I’ve found myself unwittingly knee deep in an ethical dilemma, and despite my usual gusto to find a solution and move on, this situation is keeping me at a standstill and I’m not sure what to do.
It’s all to do with some frozen embryos. A few bits of DNA – my egg, my husband’s sperm, bound together into a day-five blastocyst. Now sitting in a freezer somewhere, wondering if they’ll ever get a shot at life.
I was only 27 when we went through IVF. Young by most clinic’s standards. I had endometriosis and polycystic ovarian syndrome.
After undergoing a laparoscopy to remove my endo it was decided that our best chance of falling pregnant was to start IVF straight away.
Nothing takes the romance out of baby-making like doctor’s rooms and paperwork – and there’s lots of paperwork.
To begin we had to make a decision about each other’s right to the embryos if one of us were to die. A grim thought.
We both gave the other permission to use them, mostly to ensure our kids could have siblings if the surviving parent wanted. It was a futuristic hurdle to leap over before even starting the race.
When you want to start a family it becomes your single focus.
When you’ve been trying for a while and know the odds are stacked against you – it’s laser focus.
I willingly signed up to my IVF counselling session and started treatment within two hours of discussing it with my doctor. It was the express lane to motherhood.
We were blessed with a baby girl from our first embryo transfer. Not to say the pregnancy wasn’t without trauma. We spent part of a holiday to Tasmania in the Hobart emergency department worrying I was miscarrying only to then have the same experience back home in Brisbane. But I’ll spare you the gory details.
When Olive arrived I was 28 years old. Science helped deliver us the biggest blessing.
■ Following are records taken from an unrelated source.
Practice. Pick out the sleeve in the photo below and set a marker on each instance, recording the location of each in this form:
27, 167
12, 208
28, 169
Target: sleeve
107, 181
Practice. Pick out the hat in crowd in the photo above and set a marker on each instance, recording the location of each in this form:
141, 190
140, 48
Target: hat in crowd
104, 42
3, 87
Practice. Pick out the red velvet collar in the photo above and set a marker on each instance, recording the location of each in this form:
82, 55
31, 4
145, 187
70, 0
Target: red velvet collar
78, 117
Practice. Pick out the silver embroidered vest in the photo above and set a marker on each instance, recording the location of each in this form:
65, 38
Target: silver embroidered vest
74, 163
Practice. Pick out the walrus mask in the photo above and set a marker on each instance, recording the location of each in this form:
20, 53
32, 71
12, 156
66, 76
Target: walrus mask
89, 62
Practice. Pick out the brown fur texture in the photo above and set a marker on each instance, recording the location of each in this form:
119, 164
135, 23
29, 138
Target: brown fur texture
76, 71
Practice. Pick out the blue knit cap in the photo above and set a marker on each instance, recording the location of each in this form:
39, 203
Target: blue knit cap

A few years later – ready to go again – we booked medical appointments and made plans for an embryo transfer only to cancel the surgery four days out because I’d fallen pregnant naturally. Not uncommon for women who undergo IVF. Who knows why?
Now with a pigeon pair and no plans to expand our family, we’re left with an impossible choice. What to do with all the other embryos? To keep them on ice costs about $550 a year. It makes me curious as to how much the IVF clinics are making just in storage fees alone?
The invoice rolls in every six months. Each time I pay it to avoid making a decision. I have several friends in the same boat, all forking out cash in an existential crisis.
Recent data shows one in 18 babies born in Australia is conceived via IVF.
The number of IVF cycles jumped 17 per cent between 2020 and 2021. And more than a third of women give birth after their first cycle.
So, I can only assume I’m not alone in trying to decipher my future and make an educated guess on what to do with my embryos which are sitting on ice.
Right before my latest bill was due, I called the fertility clinic to discuss my options. Donate them to someone else. Have them pulled out of the freezer to defrost. Or take them home in a petri dish. They used to let you donate them to science. I liked the idea of that.
In the end I couldn’t decide. Another six months charged to my credit card in a three-minute phone call.
Infertility affects one in six Australian couples trying to fall pregnant.
Becoming a mother is the closest I’ve come to understanding the world.
But that’s not the story every couple gets to tell. And maybe that’s why I can’t part with the embryos? For those who don’t have a choice, it feels reckless to simply let ours defrost.
For now, I’ve bought myself another six months, because after years clinging to hope, I’m not quite ready to let go of it.